To open debate about the Lobby, political science professors John Mearsheimer (U. of Chicago) and Stephen Walt (Harvard) wrote “The Israel Lobby and U. S. Foreign Policy.” They pegged the Lobby as the prime mover in Middle East policy, including attention to Syria, Iran, and the invasion of Iraq.

There is little doubt that Israel and the Lobby were key factors in the decision to go to war. It’s a decision the US would have been far less likely to take without their efforts. And the war itself was intended to be only the first step. A front-page headline in the Wall Street Journal shortly after the war began says it all: `President’s Dream: Changing Not Just Regime but a Region: A Pro-US, Democratic Area Is a Goal that Has Israeli and Neo-Conservative Roots.’

They blamed the Lobby for the dearth of criticism about it.

Israel’s backers should be free to make their case and to challenge those who disagree with them, but efforts to stifle debate by intimidation must be roundly condemned.

In explanation they quoted Michael Kinsley, former editor of online magazine “Slate” and former L. A. Times columnist and editorial editor:

`the lack of public discussion about the role of Israel . . . is the proverbial elephant in the room.’ The reason for the reluctance to talk about it, he observed, was fear of being labelled an anti-semite.

That is exactly what happened to Mearsheimer and Walt, who were immediately attacked.  The Anti-Defamation League called the article “a classical conspiratorial anti-Semitic analysis.” Noam Chomsky, who was not convinced by the article so much as he credited the authors’ courage, described this as

the anticipated hysterical reaction from the usual supporters of state violence here, from the Wall St Journal to Alan Dershowitz, sometimes in ways that would instantly expose the authors to ridicule if they were not lining up (as usual) with power.

Chomsky and other critics pointed to the role of energy corporations in shaping Middle East policy and charged the distinguished academics with a highly selective use of evidence.

Considering the complexity of politics in the Middle East, disagreement is to be anticipated with one point or another, as in “Thanks to the Lobby, the United States has become the de facto enabler of Israeli expansion in the Occupied Territories, making it complicit in the crimes perpetrated against the Palestinians.”  Disagreement, however, should not lead to deep-sixing the issues.

Lila Rajiva examined the history and influence of Christian Zionists, Jewish Zionists, anti-Arabism, and the Bush administration in her thoughtful essay, “The Ideology of the American Empire.”

Other fundamentalists like the dominionists are more concerned with the present day than the apocalypse and seek to remake the United States as country under Biblical law, focusing on the expansion of Christianity as a power.

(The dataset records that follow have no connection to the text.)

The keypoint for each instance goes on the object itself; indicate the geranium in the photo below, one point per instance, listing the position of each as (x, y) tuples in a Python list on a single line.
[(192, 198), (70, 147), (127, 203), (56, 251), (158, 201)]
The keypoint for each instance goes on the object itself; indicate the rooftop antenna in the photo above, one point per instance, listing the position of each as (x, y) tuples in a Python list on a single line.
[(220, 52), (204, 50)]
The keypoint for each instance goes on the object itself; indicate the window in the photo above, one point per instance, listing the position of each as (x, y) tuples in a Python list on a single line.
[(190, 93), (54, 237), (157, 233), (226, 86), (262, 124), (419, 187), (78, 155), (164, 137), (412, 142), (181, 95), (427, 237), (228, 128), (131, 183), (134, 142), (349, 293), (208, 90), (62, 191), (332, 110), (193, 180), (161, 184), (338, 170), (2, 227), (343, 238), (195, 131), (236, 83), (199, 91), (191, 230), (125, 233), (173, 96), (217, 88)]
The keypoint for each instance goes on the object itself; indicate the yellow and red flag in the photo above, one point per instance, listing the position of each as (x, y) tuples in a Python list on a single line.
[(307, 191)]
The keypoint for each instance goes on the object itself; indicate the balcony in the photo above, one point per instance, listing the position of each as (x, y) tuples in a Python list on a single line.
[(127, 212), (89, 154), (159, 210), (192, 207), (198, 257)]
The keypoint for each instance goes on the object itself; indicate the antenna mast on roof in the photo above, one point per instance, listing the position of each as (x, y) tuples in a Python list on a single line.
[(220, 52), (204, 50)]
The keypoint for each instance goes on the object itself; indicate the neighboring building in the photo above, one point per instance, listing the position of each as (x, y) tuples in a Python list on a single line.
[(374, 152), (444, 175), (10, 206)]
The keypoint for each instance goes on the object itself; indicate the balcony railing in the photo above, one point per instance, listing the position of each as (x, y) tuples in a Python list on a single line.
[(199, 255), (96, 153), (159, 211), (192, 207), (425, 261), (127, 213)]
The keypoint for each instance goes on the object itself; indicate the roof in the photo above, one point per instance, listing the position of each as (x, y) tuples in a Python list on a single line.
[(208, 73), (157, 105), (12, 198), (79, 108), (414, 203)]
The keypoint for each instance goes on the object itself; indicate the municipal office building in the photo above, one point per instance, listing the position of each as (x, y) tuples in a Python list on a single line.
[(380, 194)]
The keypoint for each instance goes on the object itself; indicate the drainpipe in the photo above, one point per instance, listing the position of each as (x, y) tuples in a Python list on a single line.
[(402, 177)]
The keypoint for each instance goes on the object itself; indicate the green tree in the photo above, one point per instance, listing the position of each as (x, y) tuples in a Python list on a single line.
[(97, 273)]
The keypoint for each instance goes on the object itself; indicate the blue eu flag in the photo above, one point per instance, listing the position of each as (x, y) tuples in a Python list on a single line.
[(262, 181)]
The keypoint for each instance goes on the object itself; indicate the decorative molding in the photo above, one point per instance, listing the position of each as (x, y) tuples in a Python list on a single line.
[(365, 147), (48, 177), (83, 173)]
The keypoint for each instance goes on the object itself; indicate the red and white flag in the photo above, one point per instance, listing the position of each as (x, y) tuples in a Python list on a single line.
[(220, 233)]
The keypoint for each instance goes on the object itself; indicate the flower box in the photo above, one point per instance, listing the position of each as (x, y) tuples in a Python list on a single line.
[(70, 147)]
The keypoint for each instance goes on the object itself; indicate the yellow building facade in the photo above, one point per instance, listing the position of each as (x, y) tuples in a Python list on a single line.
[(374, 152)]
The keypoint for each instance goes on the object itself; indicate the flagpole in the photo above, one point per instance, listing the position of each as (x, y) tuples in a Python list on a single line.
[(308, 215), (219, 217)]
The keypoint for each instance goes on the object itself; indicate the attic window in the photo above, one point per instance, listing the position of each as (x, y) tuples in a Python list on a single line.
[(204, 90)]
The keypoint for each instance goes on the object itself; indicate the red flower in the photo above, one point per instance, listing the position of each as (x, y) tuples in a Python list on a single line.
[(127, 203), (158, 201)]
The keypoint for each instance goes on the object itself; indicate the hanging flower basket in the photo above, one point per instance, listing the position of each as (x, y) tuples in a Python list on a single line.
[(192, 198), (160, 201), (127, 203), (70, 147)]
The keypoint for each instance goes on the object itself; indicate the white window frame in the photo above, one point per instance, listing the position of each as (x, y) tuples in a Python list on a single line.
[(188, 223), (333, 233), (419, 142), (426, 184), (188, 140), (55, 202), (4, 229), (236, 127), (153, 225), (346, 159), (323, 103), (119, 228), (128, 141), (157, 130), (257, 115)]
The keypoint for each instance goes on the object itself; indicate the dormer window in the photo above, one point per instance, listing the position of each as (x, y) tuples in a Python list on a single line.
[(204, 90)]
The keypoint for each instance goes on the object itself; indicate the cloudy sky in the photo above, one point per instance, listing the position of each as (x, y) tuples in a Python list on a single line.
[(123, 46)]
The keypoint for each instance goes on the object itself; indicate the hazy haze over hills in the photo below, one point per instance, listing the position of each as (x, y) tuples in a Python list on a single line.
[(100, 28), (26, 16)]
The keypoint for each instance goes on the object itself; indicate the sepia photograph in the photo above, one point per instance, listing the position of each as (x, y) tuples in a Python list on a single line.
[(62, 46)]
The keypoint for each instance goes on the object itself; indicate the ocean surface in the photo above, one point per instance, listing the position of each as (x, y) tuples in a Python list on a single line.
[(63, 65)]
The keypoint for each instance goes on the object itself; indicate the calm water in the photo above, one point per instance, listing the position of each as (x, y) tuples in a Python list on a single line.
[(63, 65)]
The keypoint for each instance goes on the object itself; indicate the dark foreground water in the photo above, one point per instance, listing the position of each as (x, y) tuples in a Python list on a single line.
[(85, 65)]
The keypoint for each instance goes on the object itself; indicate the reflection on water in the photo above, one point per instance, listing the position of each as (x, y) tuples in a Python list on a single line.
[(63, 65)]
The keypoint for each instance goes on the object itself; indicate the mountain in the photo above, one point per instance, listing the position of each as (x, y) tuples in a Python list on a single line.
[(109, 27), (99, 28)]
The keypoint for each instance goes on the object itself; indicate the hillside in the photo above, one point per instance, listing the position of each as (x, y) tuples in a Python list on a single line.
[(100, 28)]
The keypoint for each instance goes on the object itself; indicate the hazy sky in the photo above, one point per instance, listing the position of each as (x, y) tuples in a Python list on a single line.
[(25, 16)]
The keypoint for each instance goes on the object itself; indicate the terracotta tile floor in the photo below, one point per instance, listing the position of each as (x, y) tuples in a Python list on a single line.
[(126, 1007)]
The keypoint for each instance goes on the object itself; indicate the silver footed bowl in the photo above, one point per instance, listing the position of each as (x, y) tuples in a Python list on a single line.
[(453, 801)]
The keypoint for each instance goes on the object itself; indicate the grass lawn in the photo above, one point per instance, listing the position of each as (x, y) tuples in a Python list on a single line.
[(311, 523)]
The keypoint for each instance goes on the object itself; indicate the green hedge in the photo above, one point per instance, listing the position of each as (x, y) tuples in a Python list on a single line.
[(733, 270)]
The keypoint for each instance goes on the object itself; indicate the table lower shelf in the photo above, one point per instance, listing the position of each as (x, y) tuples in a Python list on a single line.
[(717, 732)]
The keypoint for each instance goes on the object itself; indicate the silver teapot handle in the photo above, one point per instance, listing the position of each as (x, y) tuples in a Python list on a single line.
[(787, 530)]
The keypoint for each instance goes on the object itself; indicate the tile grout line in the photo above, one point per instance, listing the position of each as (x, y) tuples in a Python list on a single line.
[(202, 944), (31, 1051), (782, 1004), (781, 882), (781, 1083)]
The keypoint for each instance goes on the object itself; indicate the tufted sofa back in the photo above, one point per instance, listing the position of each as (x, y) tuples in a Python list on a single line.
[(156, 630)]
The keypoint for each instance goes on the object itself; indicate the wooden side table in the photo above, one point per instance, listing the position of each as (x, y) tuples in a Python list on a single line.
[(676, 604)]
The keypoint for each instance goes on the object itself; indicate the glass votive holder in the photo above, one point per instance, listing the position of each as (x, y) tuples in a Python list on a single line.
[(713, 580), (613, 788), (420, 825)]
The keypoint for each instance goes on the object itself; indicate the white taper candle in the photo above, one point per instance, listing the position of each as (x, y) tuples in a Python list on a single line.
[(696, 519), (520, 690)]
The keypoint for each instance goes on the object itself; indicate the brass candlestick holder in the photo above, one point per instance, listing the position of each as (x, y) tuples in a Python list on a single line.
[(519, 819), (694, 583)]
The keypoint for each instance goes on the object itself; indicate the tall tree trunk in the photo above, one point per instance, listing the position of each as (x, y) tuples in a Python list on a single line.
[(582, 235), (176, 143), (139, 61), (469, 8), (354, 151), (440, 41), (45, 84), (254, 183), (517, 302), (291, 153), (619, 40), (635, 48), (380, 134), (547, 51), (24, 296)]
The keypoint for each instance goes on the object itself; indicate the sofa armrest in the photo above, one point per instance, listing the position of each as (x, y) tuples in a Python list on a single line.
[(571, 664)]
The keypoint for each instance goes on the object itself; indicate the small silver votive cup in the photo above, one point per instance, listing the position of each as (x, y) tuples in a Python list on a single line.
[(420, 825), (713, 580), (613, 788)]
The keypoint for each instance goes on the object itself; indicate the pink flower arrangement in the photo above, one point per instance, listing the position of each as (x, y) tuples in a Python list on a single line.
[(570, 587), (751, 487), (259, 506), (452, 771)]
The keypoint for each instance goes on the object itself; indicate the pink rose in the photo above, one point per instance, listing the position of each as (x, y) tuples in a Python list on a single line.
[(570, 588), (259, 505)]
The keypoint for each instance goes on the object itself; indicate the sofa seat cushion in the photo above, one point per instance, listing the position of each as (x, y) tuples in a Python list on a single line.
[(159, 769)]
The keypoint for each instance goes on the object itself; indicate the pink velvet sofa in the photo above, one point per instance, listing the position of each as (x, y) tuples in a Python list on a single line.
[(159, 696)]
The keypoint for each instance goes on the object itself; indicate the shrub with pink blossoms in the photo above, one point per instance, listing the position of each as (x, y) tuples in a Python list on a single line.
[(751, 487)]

What all these groups have in common, however, is support for the Iraq war, a belief that Islam is false, and faith in Zionism.

Under the defense of civilization, a war of religion is invoked; but the rhetoric of religion itself conceals the more familiar language of territory and resources, the struggle of political interests.

What interests and for whose benefit? The Americanist language would suggest American national interest; the pervasive influence of Zionism would suggest Israeli.

Mearsheimer and Walt made a mistake in calling it the Israel Lobby.  Criticism of Israeli politics, per se, is not frightening (there’s that old joke about putting 5 Israelis in the same room who emerge with 6 different parties).  Besides, countries are expected to lobby for what their respective  administrations see as their best interests.  However, “Israel Lobby” is too easily translated into “rich Jews ruining the country” by non-academics who will never read the article but relish the title.

Had they shifted focus slightly, so that their crosshairs were on a “fundamentalist lobby” aggressively pushing for regime change in the Middle East, they might have ignited the debate they wanted.  Raise the alarm:  see the clash of fundamentalists (pick any)in the minority imposing their worldviews on secular governments.  Sadly, they missed this chance and have been dismissed as whacko — alarming in another way — an enervating distraction.